SEFFNER, fla. – Piece by piece, the heavy machine gingerly retrieved fragments of a family's home. Two antique rifles. Photos from the kitchen. Christmas decorations. A china cabinet.

Through early Monday afternoon, the work continued to dismantle the Seffner home covering a giant sinkhole that had swallowed a man alive.

Then the excavator fell silent. After hours of taking things away, it was time to put something back, to bury tokens of love before gravel buried ­Jeffrey Bush, 37, forever.

"I want to let him know I loved him," brother Jeremy said. "I tried my hardest to get you out, bro."

In the clawed hand of a long-armed excavator, Bush's family placed flowers, a stuffed bear and an American flag.

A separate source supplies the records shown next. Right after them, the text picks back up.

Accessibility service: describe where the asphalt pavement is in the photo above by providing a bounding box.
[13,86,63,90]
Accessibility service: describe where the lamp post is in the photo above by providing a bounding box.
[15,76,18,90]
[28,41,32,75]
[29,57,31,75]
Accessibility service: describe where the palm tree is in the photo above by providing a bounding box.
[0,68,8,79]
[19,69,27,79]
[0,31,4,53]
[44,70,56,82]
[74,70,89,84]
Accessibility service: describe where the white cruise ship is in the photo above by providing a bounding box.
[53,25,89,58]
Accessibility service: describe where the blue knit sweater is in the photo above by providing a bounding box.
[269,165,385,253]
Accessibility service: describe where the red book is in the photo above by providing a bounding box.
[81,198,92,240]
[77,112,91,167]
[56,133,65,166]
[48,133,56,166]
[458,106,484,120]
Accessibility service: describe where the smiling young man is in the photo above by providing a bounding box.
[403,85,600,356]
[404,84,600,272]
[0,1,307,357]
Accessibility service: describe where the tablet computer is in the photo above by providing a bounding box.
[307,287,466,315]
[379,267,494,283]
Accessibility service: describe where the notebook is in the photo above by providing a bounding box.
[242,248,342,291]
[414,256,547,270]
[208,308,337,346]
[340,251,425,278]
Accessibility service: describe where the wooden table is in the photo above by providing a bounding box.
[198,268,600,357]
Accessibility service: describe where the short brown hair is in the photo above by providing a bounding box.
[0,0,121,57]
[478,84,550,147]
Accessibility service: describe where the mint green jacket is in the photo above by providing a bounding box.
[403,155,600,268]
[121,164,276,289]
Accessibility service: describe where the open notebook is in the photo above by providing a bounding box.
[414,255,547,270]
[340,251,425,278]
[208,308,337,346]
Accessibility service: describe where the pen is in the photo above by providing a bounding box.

Just four days earlier, he had cooked them a pork chop ­supper. He loved little kids, especially his 2-year-old niece. Had he not moved into his brother's fiancée's house two months ago, little Hanna would have been sleeping in the room that gave way.

As the family walked from the site, Hanna's mother, Rachel Wicker, clutched a photo she intended to keep. But then something told her Jeffrey should have it. A cousin added it to the ­offering.

"He's not going to have a casket," she said. "We wanted him to have something."

The metal hand lowered into the hole. It placed the memorial in the chasm.

The first loads of gravel followed, beginning the work of filling a sinkhole that turned the concrete-block home at 240 Faithway Drive into a scene of loss that gripped the nation.

Officials decided Saturday to tear down the house after deeming the area too unstable to conduct rescue efforts to find Jeffrey.

Jeremy Bush, 36, said he hopes the property will one day include a bench or tombstone so his parents can visit the burial site.

"My mom and dad are going through hell right now," he said. "My mom is waking up every hour on the hour crying in bed. Nobody ever wants to bury their kid before they go."

The nightmare began about 11 p.m. Thursday after Jeffrey Bush went to bed. No one saw him slide into the sinkhole that opened beneath his bedroom, but he screamed as he fell.

Jeremy Bush and Wicker rushed in. "We were this far from falling into the hole ourselves," she said, holding up fingers an inch apart.

As Jeremy tried to rescue his brother, Wicker got their daughter safely out of the house and called 911. Wicker's father and aunt also live in the home, but they, too, escaped.

For now, the family is staying at a hotel. "It's hard to sleep," Wicker said. "When I close my eyes, all I can hear is his screaming."